La Haute Cour acquitte un homme d’affaires pour fraude d’un million de dollars

Maria

High Court acquits businessman of US$1 million fraud 


LA Haute Cour a annulé la décision d’un magistrat dans laquelle Spartan Security (Pvt) Ltd et son directeur, l’homme d’affaires Luka Ignatius Fabris, avaient été reconnus coupables de fraude d’un montant d’un million de dollars.

Les juges de la Haute Cour, les juges Happias Zhou et Benjamin Chikowero, ont acquitté les deux parties, estimant que le tribunal inférieur avait commis une erreur en condamnant Fabris et son entreprise.

« L’appel est accueilli. La condamnation est annulée et la peine a été annulée. Le premier accusé, Spartan Security, est déclaré non coupable et acquitté, tout comme le deuxième accusé, Lucas Fabris », peut-on lire dans l’ordonnance.

Fabris a été accusé d’avoir fraudé Leigh Ann Patricia Rudland (53 ans) dans le cadre d’un accord commercial raté d’élevage de bétail.

Fabris et Spartan Security ont fait appel de la condamnation, arguant qu’aucune fraude n’avait été commise.

Le magistrat de Harare, Feresi Chakanyuka, a condamné l’entreprise à payer une amende de 300 dollars américains.

Fabris a également été condamné à payer une amende de 300 dollars américains et à une peine de 12 mois d’emprisonnement avec sursis total à condition qu’il ne commette pas une infraction similaire dans les cinq prochaines années.

Fabris avait initialement été reconnu coupable de fraude d’un million de dollars américains.

Le magistrat Chakanyuka a ordonné à Fabris de restituer à Rudland 460 000 dollars américains ou l’équivalent en monnaie locale avant le 31 juillet, car il s’agissait du solde impayé.

L’État a fait valoir qu’en 2019, Fabris, agissant au nom de son entreprise, avait contacté Rudland et lui avait dit que l’entreprise était impliquée dans une entreprise rentable d’élevage de bétail.

Il l’a amenée à investir dans l’entreprise et lui a promis qu’elle recevrait un investissement total de 2 % chaque mois, mais l’accord ne s’est jamais concrétisé.

Il a été allégué que Rudland, par l’intermédiaire de ses avocats, aurait transféré 4,8 millions de dollars zimbabwéens le 21 mars 2019. Les deux hommes ont convenu oralement que l’argent équivalait à 1 million de dollars américains au taux bancaire en vigueur à l’époque.
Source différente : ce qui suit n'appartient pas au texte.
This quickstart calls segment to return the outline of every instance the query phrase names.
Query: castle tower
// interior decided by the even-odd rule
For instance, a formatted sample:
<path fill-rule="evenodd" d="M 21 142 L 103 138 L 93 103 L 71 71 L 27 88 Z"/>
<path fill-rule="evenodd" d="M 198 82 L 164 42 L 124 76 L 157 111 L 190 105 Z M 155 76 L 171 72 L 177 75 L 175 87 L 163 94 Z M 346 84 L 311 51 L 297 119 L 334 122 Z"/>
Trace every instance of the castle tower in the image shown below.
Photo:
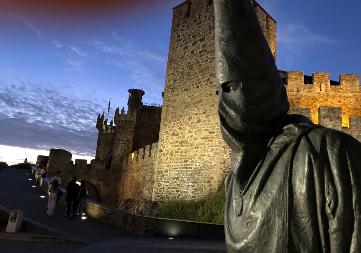
<path fill-rule="evenodd" d="M 275 56 L 276 22 L 253 3 Z M 213 2 L 187 0 L 173 10 L 153 200 L 203 198 L 230 169 L 217 112 Z"/>
<path fill-rule="evenodd" d="M 129 111 L 136 110 L 140 106 L 143 105 L 143 103 L 142 102 L 142 97 L 145 94 L 144 91 L 138 89 L 130 89 L 128 90 L 128 92 L 129 93 L 128 100 Z"/>

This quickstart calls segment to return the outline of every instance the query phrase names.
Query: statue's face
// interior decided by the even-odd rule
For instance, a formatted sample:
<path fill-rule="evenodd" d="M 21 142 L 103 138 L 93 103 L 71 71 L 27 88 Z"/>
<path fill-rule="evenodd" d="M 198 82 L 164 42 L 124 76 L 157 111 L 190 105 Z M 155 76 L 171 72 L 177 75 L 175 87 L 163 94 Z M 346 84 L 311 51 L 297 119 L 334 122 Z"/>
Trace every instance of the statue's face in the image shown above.
<path fill-rule="evenodd" d="M 238 147 L 245 143 L 256 145 L 256 139 L 272 134 L 282 114 L 279 108 L 284 99 L 279 94 L 284 92 L 286 99 L 287 95 L 285 90 L 267 89 L 269 83 L 259 79 L 216 86 L 221 131 L 231 148 L 235 143 Z"/>

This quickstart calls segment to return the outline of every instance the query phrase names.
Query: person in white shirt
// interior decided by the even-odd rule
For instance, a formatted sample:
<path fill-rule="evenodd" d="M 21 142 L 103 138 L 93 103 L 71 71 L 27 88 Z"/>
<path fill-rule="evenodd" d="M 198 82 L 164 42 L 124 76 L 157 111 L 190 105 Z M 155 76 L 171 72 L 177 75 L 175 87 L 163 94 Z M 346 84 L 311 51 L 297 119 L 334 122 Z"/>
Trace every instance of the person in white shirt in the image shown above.
<path fill-rule="evenodd" d="M 54 183 L 54 181 L 55 180 L 57 180 L 58 181 L 58 183 L 59 185 L 59 187 L 61 186 L 61 178 L 60 177 L 60 175 L 61 174 L 61 172 L 58 170 L 56 172 L 56 174 L 55 176 L 51 178 L 51 179 L 50 179 L 50 184 L 53 185 L 53 184 Z M 56 197 L 56 203 L 58 203 L 58 201 L 59 200 L 59 198 L 62 195 L 62 192 L 61 191 L 59 191 L 57 192 L 57 196 Z"/>

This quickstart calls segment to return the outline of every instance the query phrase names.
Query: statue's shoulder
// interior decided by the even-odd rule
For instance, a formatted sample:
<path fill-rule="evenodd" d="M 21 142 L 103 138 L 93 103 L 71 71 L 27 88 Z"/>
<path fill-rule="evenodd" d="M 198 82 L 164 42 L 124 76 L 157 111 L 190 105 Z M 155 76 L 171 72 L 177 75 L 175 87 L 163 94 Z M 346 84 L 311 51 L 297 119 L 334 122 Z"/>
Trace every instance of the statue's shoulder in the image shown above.
<path fill-rule="evenodd" d="M 284 132 L 293 135 L 295 139 L 303 139 L 316 150 L 324 148 L 349 148 L 361 150 L 361 143 L 351 136 L 340 131 L 314 124 L 300 115 L 288 115 L 285 121 Z"/>

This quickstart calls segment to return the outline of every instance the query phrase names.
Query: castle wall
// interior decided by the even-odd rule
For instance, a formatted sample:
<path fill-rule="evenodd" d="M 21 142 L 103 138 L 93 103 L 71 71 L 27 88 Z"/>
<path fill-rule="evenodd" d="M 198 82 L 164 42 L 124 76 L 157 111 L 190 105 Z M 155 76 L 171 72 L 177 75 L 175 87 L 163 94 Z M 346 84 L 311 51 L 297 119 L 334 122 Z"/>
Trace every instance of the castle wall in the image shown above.
<path fill-rule="evenodd" d="M 161 107 L 141 106 L 138 108 L 132 151 L 158 142 L 161 115 Z"/>
<path fill-rule="evenodd" d="M 312 83 L 305 84 L 303 72 L 287 72 L 288 101 L 291 107 L 310 108 L 311 119 L 316 124 L 319 123 L 320 106 L 342 107 L 342 126 L 348 127 L 350 117 L 361 116 L 359 76 L 342 75 L 339 85 L 331 85 L 330 76 L 329 73 L 314 73 Z"/>
<path fill-rule="evenodd" d="M 51 177 L 55 176 L 58 170 L 62 173 L 71 167 L 71 153 L 64 149 L 51 149 L 48 160 L 47 176 Z"/>
<path fill-rule="evenodd" d="M 153 189 L 158 143 L 124 156 L 118 182 L 118 207 L 122 200 L 150 200 Z"/>
<path fill-rule="evenodd" d="M 48 166 L 48 159 L 49 156 L 45 155 L 38 155 L 36 159 L 36 164 L 35 165 L 38 167 L 39 166 L 46 167 Z"/>
<path fill-rule="evenodd" d="M 255 4 L 274 55 L 275 23 Z M 230 150 L 217 112 L 214 60 L 211 1 L 189 0 L 174 8 L 153 200 L 204 197 L 229 169 Z"/>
Cependant, après que Rudland ait réalisé son investissement, elle n’a reçu que 540 000 $ US de rendement total et par la suite, Fabris a cessé de lui donner de l’argent.

Pour sa défense, Fabris a reconnu que les deux hommes avaient un accord oral basé sur la confiance pour transformer un virement bancaire en espèces et que la valeur de l’argent avait chuté en raison de l’inflation.

Il a nié l’accusation de fraude, arguant qu’il avait payé à Rudland tout l’argent qu’elle lui devait.

Il a affirmé que l’accord n’avait rien à voir avec un quelconque investissement et qu’il s’agissait simplement d’un accord avec Spartan pour que Rudland convertisse un transfert électronique de 4,8 millions de dollars zimbabwéens.

Fabris a déclaré que Rudland a dû collecter son argent par lots et qu’au moment où elle a récupéré le dernier lot, son argent avait perdu de la valeur en raison de l’inflation.

Elle a commencé à exiger une compensation pour la perte induite par l’inflation, ce que les dirigeants de l’entreprise ont refusé car cela équivaudrait à un enrichissement sans cause pour la plaignante.

Rudland et sa société étaient représentés par leurs avocats Joseph Nemaisa et Tawanda Zhuwarara.